Das gehe nicht spurlos an ihr vorbei, berichtet die 44-Jährige in "Haymatland", einer Streitschrift, die am Freitag erscheint. "Man verändert sich innerlich, wenn man ständig als Höhlenbewohnerin oder Schlimmeres bezeichnet wird. Es macht was mit einem, wenn man aufgefordert wird, sich bitte von Muslimen im Irak vergewaltigen zu lassen, damit man endlich mal weiß, was Deutschland für ein tolles Land sei." Trotzdem habe sie entschieden, öffentlich für ihr "Haymatland" zu kämpfen.

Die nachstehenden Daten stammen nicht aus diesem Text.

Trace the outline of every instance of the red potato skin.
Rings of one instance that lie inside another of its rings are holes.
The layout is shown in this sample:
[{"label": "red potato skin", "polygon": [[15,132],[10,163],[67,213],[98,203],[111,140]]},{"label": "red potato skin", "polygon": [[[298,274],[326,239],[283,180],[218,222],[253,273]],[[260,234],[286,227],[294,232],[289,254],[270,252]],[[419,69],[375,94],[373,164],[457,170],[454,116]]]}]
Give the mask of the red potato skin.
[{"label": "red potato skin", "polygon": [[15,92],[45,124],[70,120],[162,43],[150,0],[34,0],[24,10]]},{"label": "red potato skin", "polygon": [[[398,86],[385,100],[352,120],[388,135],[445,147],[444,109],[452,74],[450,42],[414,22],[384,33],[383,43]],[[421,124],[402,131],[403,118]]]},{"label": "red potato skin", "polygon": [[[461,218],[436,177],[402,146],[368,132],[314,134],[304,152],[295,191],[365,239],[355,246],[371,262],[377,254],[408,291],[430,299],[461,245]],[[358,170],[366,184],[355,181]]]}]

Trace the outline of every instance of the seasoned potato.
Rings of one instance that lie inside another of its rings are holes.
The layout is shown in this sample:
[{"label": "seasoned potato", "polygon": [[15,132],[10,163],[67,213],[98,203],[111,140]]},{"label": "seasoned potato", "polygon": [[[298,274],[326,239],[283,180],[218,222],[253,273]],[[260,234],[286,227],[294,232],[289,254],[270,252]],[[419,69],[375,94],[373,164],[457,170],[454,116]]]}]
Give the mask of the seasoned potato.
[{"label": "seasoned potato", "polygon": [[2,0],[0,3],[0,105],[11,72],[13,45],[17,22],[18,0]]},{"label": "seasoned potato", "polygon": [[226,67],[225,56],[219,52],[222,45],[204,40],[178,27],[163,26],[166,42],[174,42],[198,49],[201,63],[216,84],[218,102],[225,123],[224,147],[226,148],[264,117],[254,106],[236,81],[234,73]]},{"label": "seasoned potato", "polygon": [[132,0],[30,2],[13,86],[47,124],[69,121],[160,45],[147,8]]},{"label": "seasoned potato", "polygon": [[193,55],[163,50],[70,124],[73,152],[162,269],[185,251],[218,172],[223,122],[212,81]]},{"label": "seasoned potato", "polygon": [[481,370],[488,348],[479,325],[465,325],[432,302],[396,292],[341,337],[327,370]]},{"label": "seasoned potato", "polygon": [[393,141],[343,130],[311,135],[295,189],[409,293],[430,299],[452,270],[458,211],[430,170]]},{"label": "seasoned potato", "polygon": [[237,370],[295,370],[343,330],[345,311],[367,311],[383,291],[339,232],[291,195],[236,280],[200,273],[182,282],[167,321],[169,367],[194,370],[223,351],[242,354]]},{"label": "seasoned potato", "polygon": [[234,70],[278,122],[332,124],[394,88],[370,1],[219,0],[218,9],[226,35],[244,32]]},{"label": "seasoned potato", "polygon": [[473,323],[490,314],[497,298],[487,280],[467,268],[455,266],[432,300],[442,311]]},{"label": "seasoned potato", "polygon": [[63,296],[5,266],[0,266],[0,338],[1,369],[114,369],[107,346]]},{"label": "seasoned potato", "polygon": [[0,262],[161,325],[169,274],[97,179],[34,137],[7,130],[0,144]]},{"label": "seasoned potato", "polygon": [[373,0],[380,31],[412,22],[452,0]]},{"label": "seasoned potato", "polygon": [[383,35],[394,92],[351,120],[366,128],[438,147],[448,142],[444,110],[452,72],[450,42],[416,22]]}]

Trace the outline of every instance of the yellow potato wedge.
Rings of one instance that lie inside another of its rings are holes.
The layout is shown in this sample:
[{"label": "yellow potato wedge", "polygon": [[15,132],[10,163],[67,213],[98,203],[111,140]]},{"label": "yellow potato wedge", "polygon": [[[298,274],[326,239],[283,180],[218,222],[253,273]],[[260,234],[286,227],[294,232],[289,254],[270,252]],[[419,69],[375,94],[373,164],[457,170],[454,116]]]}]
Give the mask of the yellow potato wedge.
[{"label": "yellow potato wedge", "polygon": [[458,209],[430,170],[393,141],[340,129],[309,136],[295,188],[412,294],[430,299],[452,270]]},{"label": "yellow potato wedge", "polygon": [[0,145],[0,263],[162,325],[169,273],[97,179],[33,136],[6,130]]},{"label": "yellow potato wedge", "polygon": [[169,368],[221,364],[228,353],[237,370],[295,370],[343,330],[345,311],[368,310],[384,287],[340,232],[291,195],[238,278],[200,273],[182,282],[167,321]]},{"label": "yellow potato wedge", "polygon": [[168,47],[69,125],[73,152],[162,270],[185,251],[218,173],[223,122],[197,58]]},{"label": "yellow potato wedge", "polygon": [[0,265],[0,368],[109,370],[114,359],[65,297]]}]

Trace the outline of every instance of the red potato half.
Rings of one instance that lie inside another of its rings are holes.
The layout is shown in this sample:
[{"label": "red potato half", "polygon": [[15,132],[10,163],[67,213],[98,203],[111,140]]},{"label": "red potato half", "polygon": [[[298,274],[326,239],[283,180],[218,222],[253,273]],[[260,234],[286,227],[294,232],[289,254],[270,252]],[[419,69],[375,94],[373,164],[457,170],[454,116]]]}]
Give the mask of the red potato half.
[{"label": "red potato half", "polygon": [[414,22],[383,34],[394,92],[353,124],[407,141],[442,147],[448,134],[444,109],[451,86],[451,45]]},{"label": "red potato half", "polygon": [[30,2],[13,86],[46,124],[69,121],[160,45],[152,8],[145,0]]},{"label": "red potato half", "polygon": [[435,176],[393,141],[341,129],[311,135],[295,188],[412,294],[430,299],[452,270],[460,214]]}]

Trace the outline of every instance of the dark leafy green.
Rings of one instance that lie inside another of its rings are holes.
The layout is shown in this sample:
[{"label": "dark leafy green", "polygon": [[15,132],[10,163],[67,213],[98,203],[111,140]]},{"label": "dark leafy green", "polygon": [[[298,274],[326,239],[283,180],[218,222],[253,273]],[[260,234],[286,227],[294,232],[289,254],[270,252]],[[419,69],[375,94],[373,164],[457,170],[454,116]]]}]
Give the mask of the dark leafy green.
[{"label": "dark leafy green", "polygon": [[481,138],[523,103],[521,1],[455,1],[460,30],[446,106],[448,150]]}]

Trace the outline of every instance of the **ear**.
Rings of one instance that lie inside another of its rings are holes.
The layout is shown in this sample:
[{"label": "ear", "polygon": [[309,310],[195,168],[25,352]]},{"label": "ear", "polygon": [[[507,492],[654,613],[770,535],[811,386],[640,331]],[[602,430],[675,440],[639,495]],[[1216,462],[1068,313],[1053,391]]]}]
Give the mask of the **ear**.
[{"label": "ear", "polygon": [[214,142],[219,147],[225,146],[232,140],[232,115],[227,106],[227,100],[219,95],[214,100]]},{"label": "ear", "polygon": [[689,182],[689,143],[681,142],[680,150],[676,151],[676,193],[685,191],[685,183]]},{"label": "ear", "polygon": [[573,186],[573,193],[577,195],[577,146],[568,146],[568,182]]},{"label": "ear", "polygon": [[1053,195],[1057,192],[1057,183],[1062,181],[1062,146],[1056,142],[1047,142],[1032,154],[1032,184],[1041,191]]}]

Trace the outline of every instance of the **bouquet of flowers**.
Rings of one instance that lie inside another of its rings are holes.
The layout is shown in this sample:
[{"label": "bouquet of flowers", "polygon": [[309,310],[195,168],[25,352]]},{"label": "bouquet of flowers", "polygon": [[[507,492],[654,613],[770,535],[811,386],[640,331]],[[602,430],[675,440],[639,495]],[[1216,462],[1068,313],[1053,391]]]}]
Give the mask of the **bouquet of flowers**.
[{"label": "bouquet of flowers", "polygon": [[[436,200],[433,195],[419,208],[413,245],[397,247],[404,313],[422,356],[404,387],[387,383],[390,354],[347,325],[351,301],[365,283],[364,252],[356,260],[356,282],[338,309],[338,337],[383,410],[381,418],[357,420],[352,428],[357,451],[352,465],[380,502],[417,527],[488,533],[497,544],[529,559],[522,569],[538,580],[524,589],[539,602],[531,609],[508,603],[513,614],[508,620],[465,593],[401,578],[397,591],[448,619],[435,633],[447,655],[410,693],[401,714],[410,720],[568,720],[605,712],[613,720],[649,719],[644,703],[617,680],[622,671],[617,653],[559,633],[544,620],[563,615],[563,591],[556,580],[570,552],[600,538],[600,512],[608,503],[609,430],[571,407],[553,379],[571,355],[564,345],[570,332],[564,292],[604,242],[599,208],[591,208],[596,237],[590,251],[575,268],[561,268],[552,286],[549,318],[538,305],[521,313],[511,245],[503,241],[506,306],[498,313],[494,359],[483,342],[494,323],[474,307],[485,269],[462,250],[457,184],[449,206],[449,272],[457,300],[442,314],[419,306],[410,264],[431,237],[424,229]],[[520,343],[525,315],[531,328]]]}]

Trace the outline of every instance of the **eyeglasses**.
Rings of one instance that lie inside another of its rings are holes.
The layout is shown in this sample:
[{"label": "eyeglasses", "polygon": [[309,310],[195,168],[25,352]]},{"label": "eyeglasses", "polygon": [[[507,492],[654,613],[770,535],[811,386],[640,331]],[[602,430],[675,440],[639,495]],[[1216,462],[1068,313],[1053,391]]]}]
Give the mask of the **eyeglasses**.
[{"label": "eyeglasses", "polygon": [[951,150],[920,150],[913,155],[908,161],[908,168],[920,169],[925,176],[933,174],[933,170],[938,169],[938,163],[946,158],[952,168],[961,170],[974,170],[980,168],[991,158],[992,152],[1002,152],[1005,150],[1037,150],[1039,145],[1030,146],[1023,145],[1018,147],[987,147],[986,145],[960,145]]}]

Hayali berichtet in dem sehr persönlichen Buch von ihren Eltern, die in Deutschland glücklicherweise nie den gleichen Hass erlebt hätten, der ihr nun entgegenschlage. Sie selbst habe in der Vergangenheit nie das Gefühl gehabt, nicht deutsch zu sein. "Heute frage ich mich: In welchem Deutschland möchte ich und wollen wir eigentlich leben?" Heimat sei in Deutschland inzwischen negativ besetzt und eher ein Kampfbegriff geworden, statt einer Einladung oder eines 'Willkommen'.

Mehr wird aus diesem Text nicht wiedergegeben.